Bafouillage de la langue
L’enfant arrive dans ce brouhaha de sons, fatras de sens et bribes de mots encore inachevés. À partir des signifiants cousus par la lalangue de l’Autre, il se construit. Avant même qu’il ne parle, il est lui-même déjà parlé, désiré ou pas. Il est accueilli par le malentendu dont sont eux-mêmes issus ses parents, deux êtres parlants qui ne parlent pas la même langue. L’enfant entre dans une filiation indexée par les signifiants de la langue maternelle qui le cause, qui signe son lien de parenté, authentifie son faire-part de naissance ; ainsi, il est estampillé au lieu de l’Autre. Le malentendu nous dit Lacan « est déjà d’avant. Pour autant que dès avant ce beau legs, vous faites partie, ou plutôt vous faites part du bafouillage de vos ascendants [3] »
Embrouille du corps
Ces paroles que l’enfant reçoit en héritage, il en porte parfois le blason de la jouissance jusque sur le corps. Morsure de la lettre qui fait surgir le réel dans le corps, au point d’en faire le lit du symptôme. C’est, nous dit Lacan « ce qui [parfois peut expliquer] votre malaise dans votre peau [4] ». Cette alliance entre le vivant du corps de l’enfant et la langue d’où il vient constitue un nouage où s’enracine l’inconscient dont il tirera un savoir troué par l’énigme parentale qui le laisse sans réponse devant le mystère de son origine, seul face à sa jouissance. Pour y faire écran, l’enfant tissera la toile de son fantasme afin de voiler l’insupportable de son réel où lui-même peut occuper cette place en tant qu’objet a ou symptôme de la vérité du couple familial.
Paroles gelées
À cet endroit, c’est non pas le réel du rapport sexuel qui n’existe pas entre un homme et une femme qui se décline, mais à défaut, le rapport symbolique que tente d’écrire la famille dans ce qui se dit entre papa et maman, là où se lit le poème parfois douloureux du malentendu parental dont s’anime l’enfant. De ce savoir, l’enfant se fait le témoin, il garde le secret du non-dit sur une jouissance inénarrable dont il jouit secrètement. Secret d’une parole gelée que l’analyste tentera desaisir pour que, dans ce qui se tait, l’aspect fécond du malentendu puisse se révéler.

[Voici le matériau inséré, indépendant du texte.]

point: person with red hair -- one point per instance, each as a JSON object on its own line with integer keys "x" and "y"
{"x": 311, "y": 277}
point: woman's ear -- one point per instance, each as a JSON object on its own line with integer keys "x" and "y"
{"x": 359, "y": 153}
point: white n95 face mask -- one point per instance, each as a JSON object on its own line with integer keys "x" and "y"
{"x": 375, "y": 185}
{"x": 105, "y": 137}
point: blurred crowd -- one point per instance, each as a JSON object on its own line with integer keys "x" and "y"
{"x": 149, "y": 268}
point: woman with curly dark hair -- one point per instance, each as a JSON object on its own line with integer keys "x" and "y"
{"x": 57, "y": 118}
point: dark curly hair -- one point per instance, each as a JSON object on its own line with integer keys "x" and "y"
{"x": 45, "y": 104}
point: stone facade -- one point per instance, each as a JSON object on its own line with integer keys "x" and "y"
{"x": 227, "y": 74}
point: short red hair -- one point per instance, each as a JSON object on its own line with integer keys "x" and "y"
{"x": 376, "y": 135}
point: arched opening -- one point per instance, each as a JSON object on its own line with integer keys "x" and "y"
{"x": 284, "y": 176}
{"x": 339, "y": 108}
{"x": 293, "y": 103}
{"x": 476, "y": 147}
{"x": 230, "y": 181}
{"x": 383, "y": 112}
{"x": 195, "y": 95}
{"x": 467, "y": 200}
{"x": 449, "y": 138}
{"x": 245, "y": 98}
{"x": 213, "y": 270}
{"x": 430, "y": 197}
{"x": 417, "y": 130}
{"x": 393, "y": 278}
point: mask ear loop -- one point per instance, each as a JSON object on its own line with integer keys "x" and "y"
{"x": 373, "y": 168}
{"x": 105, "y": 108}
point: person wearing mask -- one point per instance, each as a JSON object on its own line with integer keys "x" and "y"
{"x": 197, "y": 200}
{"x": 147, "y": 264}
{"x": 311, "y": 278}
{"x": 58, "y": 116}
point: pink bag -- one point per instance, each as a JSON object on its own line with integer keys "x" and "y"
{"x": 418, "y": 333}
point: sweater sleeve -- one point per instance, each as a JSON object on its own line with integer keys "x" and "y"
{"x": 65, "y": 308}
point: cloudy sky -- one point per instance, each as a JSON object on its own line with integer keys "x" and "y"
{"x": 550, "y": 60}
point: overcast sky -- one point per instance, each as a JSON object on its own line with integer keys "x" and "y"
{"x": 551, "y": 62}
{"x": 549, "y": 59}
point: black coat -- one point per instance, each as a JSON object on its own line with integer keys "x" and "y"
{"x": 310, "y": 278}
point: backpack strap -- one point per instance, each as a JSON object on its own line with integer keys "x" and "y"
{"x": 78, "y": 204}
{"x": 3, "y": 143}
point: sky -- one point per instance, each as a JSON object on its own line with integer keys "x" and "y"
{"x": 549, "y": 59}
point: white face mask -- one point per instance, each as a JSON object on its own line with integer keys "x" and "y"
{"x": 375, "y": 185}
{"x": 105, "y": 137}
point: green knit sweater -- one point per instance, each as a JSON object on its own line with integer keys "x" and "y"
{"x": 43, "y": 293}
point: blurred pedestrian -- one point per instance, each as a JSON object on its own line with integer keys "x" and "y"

Voici l’exploit de la psychanalyse comme nous l’indique Lacan, « c’est d’exploiter le malentendu [5] » et d’explorer dans la biographie infantile « la façon dont se sont présentés les désirs chez le père et chez la mère, c’est-à-dire dont ils ont effectivement offert au sujet le savoir, la jouissance et l’objet a [6] ».
[1] Lacan J., « Le malentendu », Aux confins du Séminaire, texte établi par Jacques-Alain Miller, Paris, Navarin, 2021, p. 74.
[2] Ibid.
[3] Ibid., p. 75.
[4] Ibid.
[5] Ibid., p. 74.
[6] Lacan J., Le Séminaire, livre XVI, D’un Autre à l’autre, texte établi par J.-A. Miller, Paris, Seuil, 2006, p. 332.